Part of the problem is that, although I’m generally a booster of any and all modern enhancements to animation technology, I really don’t care for the motion-capture style. It works for me when it’s used for specific non-human characters – like Gollum or Dobby or the Na’vi – in an otherwise-live-action film. But when it takes over the look of the whole cinematic experience, as in The Polar Express or Beowulf and now with Tintin, I find it kind of creepy. There’s something about the way that everything in Tintin appears almost photorealistic, right down to the wrinkles in the boy reporter’s sweater, with the sole exception of the characters’ cartoony faces, that unsettled my stomach.
That crawly sensation wasn’t from the 3-D goggles, either; they don’t normally give me a problem. Of several movies made for 3-D that I’ve seen recently, Tintin was the only one where I felt that the new technology had been wasted. The coolest visual effect in the entire movie occurs right in the first scene, where Tintin is browsing a flea market and lingers briefly in front of a display of variously sized mirrors; it’s fun to watch how the animators captured the multiple reflections of bits of the character as he moves slowly past. Other than that, there’s nothing in Tintin that remotely competes with the consistent visual gorgeousness of Hugo.

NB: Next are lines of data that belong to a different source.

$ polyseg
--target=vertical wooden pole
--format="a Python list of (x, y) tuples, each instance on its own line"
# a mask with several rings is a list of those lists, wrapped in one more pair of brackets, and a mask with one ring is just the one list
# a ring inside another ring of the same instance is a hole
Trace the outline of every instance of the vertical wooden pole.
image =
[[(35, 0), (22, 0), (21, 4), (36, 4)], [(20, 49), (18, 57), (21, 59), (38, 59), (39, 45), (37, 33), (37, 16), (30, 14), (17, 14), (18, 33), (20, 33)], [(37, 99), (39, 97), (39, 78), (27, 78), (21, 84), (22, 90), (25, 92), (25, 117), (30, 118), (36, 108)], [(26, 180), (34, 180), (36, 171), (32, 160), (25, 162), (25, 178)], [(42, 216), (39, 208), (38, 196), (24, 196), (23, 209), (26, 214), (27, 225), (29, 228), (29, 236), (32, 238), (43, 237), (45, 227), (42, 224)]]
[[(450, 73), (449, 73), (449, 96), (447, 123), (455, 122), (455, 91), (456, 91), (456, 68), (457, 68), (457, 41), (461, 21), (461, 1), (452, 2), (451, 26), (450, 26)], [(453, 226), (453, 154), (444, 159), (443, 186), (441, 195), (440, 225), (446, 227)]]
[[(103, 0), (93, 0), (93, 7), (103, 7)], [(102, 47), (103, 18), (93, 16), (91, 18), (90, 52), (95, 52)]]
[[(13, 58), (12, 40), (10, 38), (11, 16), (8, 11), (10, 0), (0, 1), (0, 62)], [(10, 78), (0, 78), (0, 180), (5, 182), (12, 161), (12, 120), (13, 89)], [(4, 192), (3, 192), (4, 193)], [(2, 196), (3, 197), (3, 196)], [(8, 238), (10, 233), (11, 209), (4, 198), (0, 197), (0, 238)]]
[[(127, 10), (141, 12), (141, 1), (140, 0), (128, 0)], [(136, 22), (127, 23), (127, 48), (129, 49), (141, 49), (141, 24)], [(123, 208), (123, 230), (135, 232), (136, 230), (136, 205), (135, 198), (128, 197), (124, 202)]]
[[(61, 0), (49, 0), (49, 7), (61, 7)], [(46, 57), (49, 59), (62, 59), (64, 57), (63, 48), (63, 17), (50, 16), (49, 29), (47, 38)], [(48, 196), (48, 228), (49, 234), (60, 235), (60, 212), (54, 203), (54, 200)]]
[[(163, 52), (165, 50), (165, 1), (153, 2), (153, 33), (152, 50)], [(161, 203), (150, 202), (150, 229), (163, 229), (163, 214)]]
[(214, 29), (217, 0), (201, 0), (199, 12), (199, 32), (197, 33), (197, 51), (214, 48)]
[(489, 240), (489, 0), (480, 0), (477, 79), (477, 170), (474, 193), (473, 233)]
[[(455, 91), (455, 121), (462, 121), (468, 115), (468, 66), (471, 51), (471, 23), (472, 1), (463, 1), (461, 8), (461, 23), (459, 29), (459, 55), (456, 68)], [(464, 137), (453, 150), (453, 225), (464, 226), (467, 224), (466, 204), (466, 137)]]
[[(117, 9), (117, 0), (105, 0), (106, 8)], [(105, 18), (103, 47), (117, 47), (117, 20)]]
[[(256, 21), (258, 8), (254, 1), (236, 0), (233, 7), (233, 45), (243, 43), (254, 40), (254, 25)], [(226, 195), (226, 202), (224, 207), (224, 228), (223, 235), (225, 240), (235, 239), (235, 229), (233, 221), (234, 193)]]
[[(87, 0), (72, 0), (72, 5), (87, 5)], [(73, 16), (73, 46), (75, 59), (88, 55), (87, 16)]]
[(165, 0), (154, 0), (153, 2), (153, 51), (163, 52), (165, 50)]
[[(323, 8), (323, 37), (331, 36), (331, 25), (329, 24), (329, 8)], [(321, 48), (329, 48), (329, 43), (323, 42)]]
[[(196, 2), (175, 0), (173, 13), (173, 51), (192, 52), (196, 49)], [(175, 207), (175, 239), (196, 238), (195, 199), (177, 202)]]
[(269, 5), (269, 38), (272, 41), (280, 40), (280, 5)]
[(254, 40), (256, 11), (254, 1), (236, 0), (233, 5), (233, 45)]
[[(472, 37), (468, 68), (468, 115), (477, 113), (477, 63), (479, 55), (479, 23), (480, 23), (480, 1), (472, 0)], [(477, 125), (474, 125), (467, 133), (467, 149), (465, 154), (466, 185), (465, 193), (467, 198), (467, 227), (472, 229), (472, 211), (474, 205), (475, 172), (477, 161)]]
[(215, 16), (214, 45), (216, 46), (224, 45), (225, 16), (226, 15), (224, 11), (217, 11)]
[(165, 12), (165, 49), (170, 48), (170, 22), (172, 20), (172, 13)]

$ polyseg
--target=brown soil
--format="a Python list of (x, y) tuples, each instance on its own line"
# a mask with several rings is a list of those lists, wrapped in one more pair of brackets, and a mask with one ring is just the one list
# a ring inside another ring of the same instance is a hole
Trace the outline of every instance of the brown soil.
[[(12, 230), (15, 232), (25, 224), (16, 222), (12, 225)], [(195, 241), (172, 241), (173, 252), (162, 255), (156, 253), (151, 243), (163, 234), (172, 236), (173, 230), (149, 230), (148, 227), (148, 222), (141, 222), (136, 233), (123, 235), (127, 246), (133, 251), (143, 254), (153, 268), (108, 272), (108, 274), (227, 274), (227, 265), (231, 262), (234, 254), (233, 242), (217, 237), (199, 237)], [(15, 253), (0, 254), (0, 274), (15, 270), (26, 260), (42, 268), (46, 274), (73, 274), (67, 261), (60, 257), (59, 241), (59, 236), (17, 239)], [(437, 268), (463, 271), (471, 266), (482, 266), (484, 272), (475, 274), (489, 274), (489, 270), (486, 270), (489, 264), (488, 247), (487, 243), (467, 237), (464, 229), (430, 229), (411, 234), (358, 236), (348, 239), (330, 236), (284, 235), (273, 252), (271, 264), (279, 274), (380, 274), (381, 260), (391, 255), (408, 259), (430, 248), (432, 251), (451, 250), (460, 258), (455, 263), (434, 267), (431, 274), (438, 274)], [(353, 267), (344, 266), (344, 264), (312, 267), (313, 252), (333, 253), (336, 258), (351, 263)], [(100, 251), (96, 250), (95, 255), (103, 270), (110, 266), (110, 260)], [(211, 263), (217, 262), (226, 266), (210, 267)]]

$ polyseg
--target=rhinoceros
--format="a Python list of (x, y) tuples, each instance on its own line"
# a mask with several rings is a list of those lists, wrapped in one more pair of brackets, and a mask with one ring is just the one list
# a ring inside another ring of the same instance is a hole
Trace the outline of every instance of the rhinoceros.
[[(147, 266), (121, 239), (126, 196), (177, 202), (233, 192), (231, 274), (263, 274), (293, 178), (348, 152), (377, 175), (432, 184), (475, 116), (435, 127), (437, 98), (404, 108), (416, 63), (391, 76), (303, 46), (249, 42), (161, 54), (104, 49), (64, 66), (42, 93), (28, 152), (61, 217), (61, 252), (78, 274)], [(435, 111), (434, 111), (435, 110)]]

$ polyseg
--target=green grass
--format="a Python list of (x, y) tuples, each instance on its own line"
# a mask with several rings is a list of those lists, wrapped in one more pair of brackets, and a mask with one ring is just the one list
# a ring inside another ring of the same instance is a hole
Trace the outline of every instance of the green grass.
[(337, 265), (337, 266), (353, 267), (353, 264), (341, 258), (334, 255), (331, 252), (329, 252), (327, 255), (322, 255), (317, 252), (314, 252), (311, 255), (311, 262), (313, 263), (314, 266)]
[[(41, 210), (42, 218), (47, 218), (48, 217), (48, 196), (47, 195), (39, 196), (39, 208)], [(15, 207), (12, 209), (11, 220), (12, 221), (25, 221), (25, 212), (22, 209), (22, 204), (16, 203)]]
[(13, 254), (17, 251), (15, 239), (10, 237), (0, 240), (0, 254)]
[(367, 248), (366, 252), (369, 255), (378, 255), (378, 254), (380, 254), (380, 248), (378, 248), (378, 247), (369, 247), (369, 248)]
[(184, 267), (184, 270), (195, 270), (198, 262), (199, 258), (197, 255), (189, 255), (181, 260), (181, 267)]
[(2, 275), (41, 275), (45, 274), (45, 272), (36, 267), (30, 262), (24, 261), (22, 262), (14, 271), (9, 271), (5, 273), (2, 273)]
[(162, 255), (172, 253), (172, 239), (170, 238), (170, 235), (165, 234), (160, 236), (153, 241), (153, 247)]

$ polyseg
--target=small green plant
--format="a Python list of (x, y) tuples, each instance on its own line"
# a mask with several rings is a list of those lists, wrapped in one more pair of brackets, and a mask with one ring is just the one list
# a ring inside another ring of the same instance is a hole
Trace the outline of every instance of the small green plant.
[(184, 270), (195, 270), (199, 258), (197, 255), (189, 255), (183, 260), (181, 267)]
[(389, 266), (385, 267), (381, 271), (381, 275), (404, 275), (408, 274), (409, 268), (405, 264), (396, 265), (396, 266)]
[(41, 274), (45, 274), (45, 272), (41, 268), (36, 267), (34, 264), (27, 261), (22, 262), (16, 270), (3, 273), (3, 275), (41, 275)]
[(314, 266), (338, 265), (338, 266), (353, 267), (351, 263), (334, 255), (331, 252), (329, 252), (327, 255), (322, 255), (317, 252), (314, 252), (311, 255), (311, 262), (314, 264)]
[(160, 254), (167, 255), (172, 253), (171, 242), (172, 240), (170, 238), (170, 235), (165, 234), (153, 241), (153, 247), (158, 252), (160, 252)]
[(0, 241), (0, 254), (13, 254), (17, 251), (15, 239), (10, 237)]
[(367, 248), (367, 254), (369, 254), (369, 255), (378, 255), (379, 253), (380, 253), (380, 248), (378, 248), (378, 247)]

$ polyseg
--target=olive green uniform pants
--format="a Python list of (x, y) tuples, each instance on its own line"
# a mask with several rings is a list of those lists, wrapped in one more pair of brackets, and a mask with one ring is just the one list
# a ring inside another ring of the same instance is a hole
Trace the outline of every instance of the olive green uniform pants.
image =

Worse – and somewhat incomprehensibly in a story that is jam-packed with chases and other action/adventure tropes – Tintin is just plain boring. The narrative feels static, somehow, even when the characters are being kept very kinetic. There is one fairly inspired chase sequence in which a gradually disintegrating motorcycle, suspended from a web of clotheslines, careens above a warren of markets, backyards and alleyways in some mythical Middle Eastern city. It’s as Spielbergesque as Indiana Jones being dragged underneath an armored car (although the airborne venue actually reminded me more of the great hanging assembly-line chase that formed the climactic scene of Monsters, Inc.). And there’s an epic battle of construction cranes that recalls Ripley’s armored wrestling match with the Big Mama Alien at the end of Aliens. But elsewhere in the movie, I often found my attention wandering.
Part of the problem is that no attempt is made at characterization that is more than paper-thin, which is perhaps appropriate for comic strips but does not work so well onscreen. The sole human exception is Captain Haddock, enthusiastically voiced by motion-capture king Andy Serkis. But even the sea captain’s big internal struggle revolves entirely around the question of how long he can put down the bottle. Indeed, the weak joke of his perpetual inebriation is milked to a degree that seems questionable in a movie primarily pitched to small children.
Sad to say, the most consistently interesting character in The Adventures of Tintin is the reporter’s brainy dog Snowy, who instantly spots all the clues and hazards that the blundering human characters miss. He reminded me a bit of the wise, brave and much-put-upon Gromit – and made me wish that I could have been sitting through a new Wallace and Gromit movie instead of the one that I was watching. Maybe next year, when kid-movie season rolls around again. Meanwhile, I’ll be making a point of ignoring the threatened Tintin sequels.